Unlike most of the networks with which I play, the predominant active potential lies not in the interconnective arcs but in the nodes themselves. Some way would have to be found of translating that into arc actions – presumably, at first sight, in the form of equation systems associated with those nodes and hidden away in submodels. Then each arc would gain much of its quantitative value from interaction of those nodal systems – but there would also be value assignments inherent in some arcs, as well. A friendship between industrialist "X" and influential academic "Y" (both of whom are nodes) would find its quantitative expression(s) through interaction of their submodels with each other and also (some system of weighting becomes necessary here, related to closeness of association) with mutual acquaintances and to a lesser extent with other nodes in the network or beyond. ("Beyond" because some nodes have no interconnection, existing in separate networks, but two networks themselves impact on the environmental state within which both operate.)

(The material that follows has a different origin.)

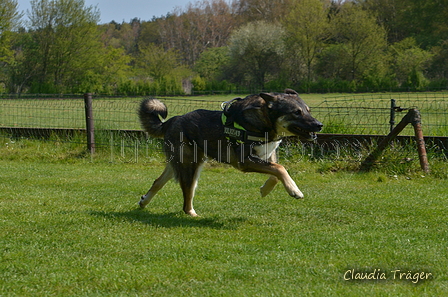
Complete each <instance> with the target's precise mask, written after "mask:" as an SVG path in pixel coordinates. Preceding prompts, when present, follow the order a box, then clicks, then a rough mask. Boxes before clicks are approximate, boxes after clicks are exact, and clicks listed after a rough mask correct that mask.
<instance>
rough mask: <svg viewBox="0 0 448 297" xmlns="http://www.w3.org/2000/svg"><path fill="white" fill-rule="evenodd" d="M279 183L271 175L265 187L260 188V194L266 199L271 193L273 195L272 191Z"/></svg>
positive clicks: (267, 180) (265, 182) (261, 186)
mask: <svg viewBox="0 0 448 297" xmlns="http://www.w3.org/2000/svg"><path fill="white" fill-rule="evenodd" d="M277 183H278V178H276V177H275V176H273V175H271V176H270V177H269V178H268V179H267V180H266V182H265V183H264V185H262V186H261V187H260V193H261V197H265V196H267V195H268V194H269V193H271V191H272V190H273V189H274V188H275V186H276V185H277Z"/></svg>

Then there is the question of effect persistence. One arc in a particular diagram represented a grant from one node (a foundation) to a single element in another (a researcher in a think tank); that would be quite a short term linkage, perhaps as short as a year or even less. Another was a degree of common membership between two nodes – two or three partners in the same merchant bank who are also founding trustees of the same charity, for example – which will tend to greater longevity. Links between influential individuals who attended the same school and university will be longer lasting still (though even more difficult to quantify). A network diagram containing these linkages is a snapshot at one moment in time, its complete validity limited by the shortest linkage duration within it.

Any quantisation of such a snapshot would have to restrict itself to seeking dynamics and rest states within the network at that moment. Study of effects over time would require longitudinal linkage between successive snapshots.

All my instincts are towards modelling a whole network as a pyramid of substructures. At the base would be the system of equations for each node – or, preferably, just one system of equations, with a different table of variable values for each. Node inputs and outputs would link to impact matrices (fairly complex ones) which, in turn, would be expressed as arc effects. That would allow both tuning and examination to be focussed at any desired level (each level being a network in its own right), temporarily ignoring the others. That would correspond pretty well to real life experience, too. Longitudinal linkages would then reflect temporal process between time sliced variants of the same network, much simpler lateral ones (the effect of one discrete network on others in the same policy environment – and on the environment itself.

It's a wonderful playground to imagine ... but an immense one. Anybody got spare high performance computing capacity, and a few years funding, that they don't know what to do with?


  • BRILLE first keynote lecture in an educational policy research series: Policy Networks, Policy Analysis and Post-Neo-­liberal Governance. Led by Professor Stephen Ball, Thursday 30th October 2008, 18.00 - 19.30, Frenchay campus, UWE.